Women reducing dirty jokes. Yes. My solution: put women in groups where you want fewer not more dirty jokes.

Women getting hit on mercilessly by players. No. My solution: get players who do this on their own time.
I want to include a few female friends into my gaming sessions but I don't want the atmosphere of the group to change.
Well, then don't include them in the group you've got. Instead, make a new group with a different atmosphere and include them in that.
 

I'm not sure the thread title (and the OP) looks at the situation from the proper perspective. Why is the question framed on female gamers?

I have that question too.

The question I want to ask is: Why continue to seek out women gamers if you don't want the atmosphere to change? Better yet, why introduce a new player if you don't want anything to change about your current group?

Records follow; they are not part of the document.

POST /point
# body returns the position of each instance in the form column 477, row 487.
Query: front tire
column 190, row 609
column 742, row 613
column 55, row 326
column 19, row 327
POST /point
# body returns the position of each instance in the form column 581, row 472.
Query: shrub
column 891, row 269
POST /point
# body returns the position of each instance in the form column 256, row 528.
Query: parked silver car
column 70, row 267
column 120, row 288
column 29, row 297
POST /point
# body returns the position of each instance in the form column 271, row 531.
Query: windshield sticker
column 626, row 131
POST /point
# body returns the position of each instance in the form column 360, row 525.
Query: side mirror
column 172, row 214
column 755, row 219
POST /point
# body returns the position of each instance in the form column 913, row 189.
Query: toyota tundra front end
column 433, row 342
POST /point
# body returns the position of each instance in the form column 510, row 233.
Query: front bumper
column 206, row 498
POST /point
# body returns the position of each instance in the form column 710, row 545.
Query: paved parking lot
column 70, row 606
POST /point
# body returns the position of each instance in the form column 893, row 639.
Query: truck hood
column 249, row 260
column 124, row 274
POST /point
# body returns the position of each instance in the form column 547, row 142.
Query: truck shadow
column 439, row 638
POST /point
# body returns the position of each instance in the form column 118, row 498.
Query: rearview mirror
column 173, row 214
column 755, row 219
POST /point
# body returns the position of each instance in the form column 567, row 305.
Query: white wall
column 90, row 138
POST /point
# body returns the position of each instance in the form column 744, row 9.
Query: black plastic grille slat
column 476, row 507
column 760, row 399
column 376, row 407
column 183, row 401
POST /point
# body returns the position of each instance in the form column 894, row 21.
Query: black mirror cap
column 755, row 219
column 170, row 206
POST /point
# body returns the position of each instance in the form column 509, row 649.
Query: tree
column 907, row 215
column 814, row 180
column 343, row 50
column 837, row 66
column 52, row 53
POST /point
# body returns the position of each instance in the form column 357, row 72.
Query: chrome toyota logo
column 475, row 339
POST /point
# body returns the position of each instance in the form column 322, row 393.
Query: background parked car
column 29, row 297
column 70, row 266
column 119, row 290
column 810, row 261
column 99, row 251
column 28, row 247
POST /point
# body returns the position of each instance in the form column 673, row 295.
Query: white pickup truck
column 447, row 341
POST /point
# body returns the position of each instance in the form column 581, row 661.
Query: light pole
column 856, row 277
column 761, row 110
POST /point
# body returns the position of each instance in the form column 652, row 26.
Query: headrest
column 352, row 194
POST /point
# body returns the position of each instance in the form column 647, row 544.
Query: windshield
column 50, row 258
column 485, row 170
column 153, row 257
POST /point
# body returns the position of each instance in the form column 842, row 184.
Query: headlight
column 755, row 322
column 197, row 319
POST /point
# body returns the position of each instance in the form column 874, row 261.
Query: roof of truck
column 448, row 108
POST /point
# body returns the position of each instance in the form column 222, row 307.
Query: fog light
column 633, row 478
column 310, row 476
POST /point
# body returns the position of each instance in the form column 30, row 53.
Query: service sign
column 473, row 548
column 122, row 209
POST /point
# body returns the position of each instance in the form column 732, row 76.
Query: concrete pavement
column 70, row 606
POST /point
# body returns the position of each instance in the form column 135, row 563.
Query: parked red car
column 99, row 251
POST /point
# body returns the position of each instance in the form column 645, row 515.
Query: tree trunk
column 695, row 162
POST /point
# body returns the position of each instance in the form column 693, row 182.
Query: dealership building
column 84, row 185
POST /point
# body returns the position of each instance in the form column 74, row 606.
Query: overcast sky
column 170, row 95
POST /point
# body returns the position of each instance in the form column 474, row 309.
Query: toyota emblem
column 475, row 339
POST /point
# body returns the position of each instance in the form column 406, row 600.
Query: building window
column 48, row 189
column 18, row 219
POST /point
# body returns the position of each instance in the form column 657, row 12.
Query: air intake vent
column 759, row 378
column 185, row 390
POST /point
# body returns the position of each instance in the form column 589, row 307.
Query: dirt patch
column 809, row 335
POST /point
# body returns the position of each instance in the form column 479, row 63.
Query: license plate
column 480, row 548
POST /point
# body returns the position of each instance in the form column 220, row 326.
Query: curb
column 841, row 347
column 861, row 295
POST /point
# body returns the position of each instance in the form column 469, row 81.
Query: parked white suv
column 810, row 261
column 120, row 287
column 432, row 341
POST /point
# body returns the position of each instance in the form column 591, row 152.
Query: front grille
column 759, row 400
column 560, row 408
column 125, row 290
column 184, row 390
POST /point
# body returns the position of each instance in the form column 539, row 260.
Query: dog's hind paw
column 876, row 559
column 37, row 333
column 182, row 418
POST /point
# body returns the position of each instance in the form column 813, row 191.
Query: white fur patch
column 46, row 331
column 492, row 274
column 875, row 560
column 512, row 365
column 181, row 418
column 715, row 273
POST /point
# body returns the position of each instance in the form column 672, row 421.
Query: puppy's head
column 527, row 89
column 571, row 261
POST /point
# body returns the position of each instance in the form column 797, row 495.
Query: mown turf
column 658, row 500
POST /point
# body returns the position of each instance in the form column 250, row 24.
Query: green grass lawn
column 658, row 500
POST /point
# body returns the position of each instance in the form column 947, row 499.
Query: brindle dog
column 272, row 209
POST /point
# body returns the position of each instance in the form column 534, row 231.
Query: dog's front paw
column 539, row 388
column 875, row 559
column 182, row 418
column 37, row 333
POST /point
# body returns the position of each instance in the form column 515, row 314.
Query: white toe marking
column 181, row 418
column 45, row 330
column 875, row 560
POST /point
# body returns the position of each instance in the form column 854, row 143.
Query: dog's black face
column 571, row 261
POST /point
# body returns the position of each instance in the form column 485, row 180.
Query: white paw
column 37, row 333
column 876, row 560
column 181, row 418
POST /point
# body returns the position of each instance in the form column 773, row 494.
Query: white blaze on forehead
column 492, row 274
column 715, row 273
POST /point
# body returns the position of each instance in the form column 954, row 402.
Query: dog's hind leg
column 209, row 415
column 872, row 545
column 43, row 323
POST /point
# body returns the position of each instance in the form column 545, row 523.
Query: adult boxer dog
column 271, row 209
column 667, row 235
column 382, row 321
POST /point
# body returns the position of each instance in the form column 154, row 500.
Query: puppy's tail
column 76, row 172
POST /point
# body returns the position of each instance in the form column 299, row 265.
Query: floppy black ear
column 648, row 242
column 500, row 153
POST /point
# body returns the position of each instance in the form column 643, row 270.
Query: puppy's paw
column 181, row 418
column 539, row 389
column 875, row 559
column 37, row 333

I've been the new person in a lot of groups. Speaking from my experience, I've felt most welcome in group that were seeking out a new person, not just an extra PC to round out the group. These guys were looking for something different, hoping to find someone who could bring something new to the table, and accommodating to people who have perspectives and experiences unlike their own. In the cases where I felt unwelcome, it was because they weren't really looking for a new person; instead, they needed another character to fill out the group. With such groups, the best thing I could do to get along is be invisible.
 

I want to include a few female friends into my gaming sessions but I don't want the atmosphere of the group to change.

Adding anybody new to your group will probably change the atmosphere - I've ruined a few games myself by not fitting in and not wanting to (Abe and Cale's dull dungeon crawl, I'm looking at you). Unless all of your friends are friends with all of your other friends, things shift whenever you get new blood. How does your group feel about adding new people in general?